With Ben Schigel (Walls Of Jericho, Zao, Chimaira, Ringworm) behind the console (As co-producer, mixer and engineer), Misery Signals re-entered the studio, with Mirrors the long awaited follow up to their critically acclaimed debut.
Any change of line-up has an effect on a group's sound, and it's no different for Misery Signals with new vocalist Schubach. The opening track Face Yourself doesn't hold back in any way in the brutality stakes, with Schubach's savage presence matching the straight forward sounding aggression of the rest of the group are clearly aiming for.
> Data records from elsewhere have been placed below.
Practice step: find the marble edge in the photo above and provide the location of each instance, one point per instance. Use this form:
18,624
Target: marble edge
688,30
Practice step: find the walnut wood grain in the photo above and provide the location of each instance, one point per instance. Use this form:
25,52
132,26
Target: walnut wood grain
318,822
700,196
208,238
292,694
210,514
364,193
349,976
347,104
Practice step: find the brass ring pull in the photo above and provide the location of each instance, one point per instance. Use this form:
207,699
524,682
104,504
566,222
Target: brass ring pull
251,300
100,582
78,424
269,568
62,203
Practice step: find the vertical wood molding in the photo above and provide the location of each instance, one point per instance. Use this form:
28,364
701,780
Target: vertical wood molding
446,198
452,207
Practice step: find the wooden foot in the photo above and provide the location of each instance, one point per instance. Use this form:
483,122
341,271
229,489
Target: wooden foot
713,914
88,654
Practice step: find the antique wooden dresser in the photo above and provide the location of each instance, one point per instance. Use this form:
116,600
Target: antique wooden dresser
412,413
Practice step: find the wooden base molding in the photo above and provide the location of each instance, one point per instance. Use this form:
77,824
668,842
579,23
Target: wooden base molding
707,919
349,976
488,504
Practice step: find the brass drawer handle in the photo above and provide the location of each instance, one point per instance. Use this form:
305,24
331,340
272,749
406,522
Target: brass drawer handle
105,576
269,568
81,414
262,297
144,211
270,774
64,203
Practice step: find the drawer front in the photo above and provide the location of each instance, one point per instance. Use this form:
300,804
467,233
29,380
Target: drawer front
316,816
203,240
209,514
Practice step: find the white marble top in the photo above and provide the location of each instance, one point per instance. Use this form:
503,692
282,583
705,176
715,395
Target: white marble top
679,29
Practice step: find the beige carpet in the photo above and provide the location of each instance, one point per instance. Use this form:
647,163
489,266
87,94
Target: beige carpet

While the simplicity of the opening track may throw a few older fans off course, the follow up track The Failsafe is more in line with what's normally expected from the band, with the complexities evident within the constant shifts in pace and style (Gentle atmospherics punctuate the seething attacking moments), while Schubach has varied his vocal approach to incorporate some melodic clean singing.
Switching back to the straightforward approach of the opener are Post Collapse, the epic title track Mirrors and Anchor, while the gentle (Apart from the vocals) Migrate, One Day I'll Stay Home (By far the catchiest number on the album) and An Offering To The Insatiable Sons Of God (Butcher) (Which borders on Isis/Neurosis territory for the first minute and a half) demonstrate the different textures that Misery Signals are able to summon up, which in turn make them stand out from most within the metalcore scene.
Mirrors doesn't quite overshadow their debut, but it doesn't mean that it's a failure either. Schubach's approach is different to that of his predecessor, which inevitably gives Mirrors a different feel, which in turn makes Mirrors one of the more interesting metalcore releases to emerge in recent times.